Only 99 examples of the Mistral will ever be built, and each carried a base price of around 5 million euros (about $5.8 million) before customization. Every build slot sold out before the public even saw the car. The example commissioned for the Crown Prince of Johor stands apart within that already rare group through a restrained specification featuring a porcelain-like light exterior tone paired with gloss black wheels. The cabin carries an even more personal detail in the form of a gold inlaid monogram topped by the Johor royal crown set into a carbon fiber panel, effectively marking the car as inseparable from its owner.

The crown prince with his Koenigsegg Jesko. Image – Instagram / HRH Crown Prince of Johor

Tunku Ismail Sultan Ibrahim has become one of Southeast Asia’s most prominent automotive collectors, and his garage reflects a pattern of securing landmark hypercars at the moment they enter history. He was widely reported as the first Malaysian to receive a LaFerrari finished in a distinctive purple shade, and the country’s first Koenigsegg Jesko Attack later joined the collection. His garage also includes the Mercedes AMG One alongside a matching AMG GT Black Series P One Edition.
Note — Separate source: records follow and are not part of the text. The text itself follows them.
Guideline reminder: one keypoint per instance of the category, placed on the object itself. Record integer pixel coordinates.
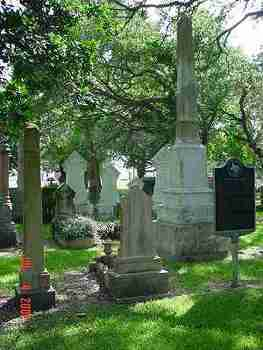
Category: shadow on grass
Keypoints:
(197, 276)
(207, 322)
(253, 239)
Image – Instagram / HRH Crown Prince of Johor

Even the more rugged machines are used with purpose, as his Brabus G700 6×6 once appeared during floods in Johor carrying supplies through deep water. In Johor, any vehicle wearing the license plate TMJ is known to belong to the Crown Prince, a designation created specifically for him by the local government. With the arrival of a one-of-one Bugatti Mistral, that plate will now sit on one of the most historically significant open-top hypercars ever built.